There are several limitations to this study. First, unlike the studies presented in Table 3, our study sample was not population-based; participants for the POAAGG study were recruited primarily from tertiary ophthalmic practices, possibly introducing selection bias. However, we believe that inclusion of major hospitals in the area and inclusion of patients from a private practice in West Philadelphia increased generalizability of the study results.  Second, controls for the POAAGG study were recruited during eye appointments, and therefore may be more likely to have other (non-POAG) ocular diseases. Third, cases had a higher mean age than controls in this study; we accounted for this age difference by adjusting all analyses for age and examining the gender-specific risk of POAG by age. Finally, most of the socio-demographic, systemic, and anthropometric information was self-reported and thus could be subject to recall bias. However, reports in the literature suggest that self-reporting is accurate among various ethnic groups and correlates well with medical records. To address this limitation, whenever participants did not know or could not recall key data, this data was verified and/or extracted from medical records.
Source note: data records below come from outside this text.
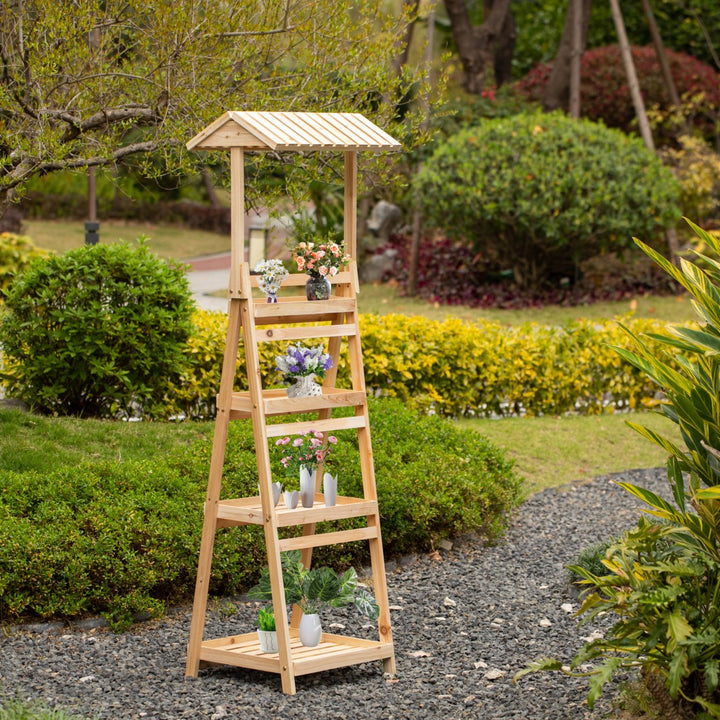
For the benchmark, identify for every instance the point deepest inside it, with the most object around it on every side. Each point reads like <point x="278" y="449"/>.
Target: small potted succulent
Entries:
<point x="267" y="632"/>
<point x="301" y="456"/>
<point x="301" y="365"/>
<point x="314" y="589"/>
<point x="320" y="261"/>
<point x="272" y="273"/>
In conclusion, this report showed that African American men had higher risk of POAG than African American women when controlling for age, systemic diseases, and anthropometrics. Further research is needed to evaluate the complex interaction of ophthalmic, genetic, and systemic variables to deepen our understanding of gender differences in POAG in African Americans.
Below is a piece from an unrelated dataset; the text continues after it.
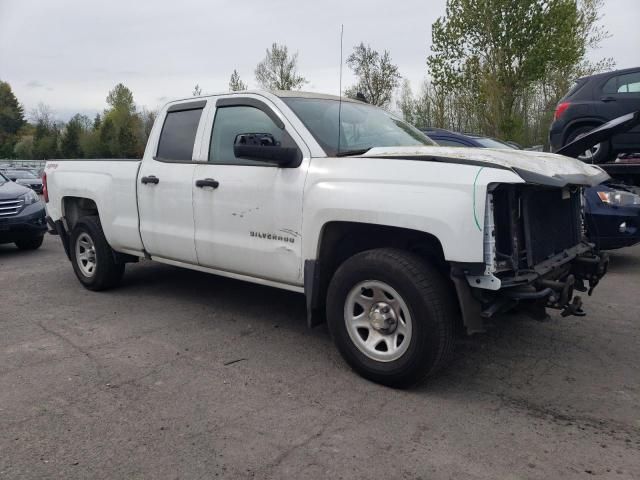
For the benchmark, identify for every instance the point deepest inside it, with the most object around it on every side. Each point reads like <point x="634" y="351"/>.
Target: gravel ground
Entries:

Financial Support: This work was supported by the National Eye Institute, Bethesda, Maryland (grant #1RO1EY023557-01) and the Department of Ophthalmology at the Perelman School of Medicine, University of Pennsylvania, Philadelphia, PA. Funds also come from the Vision Research Core Grant (P30 EY001583), F.M. Kirby Foundation, Research to Prevent Blindness, The UPenn Hospital Board of Women Visitors, The Paul and Evanina Bell Mackall Foundation Trust, and the National Eye Institute, National Institutes of Health, Department of Health and Human Services, under eyeGENETM and contract Nos. HHSN260220700001C and HHSN263201200001C. The sponsor or funding organization had no role in the design or conduct of this research.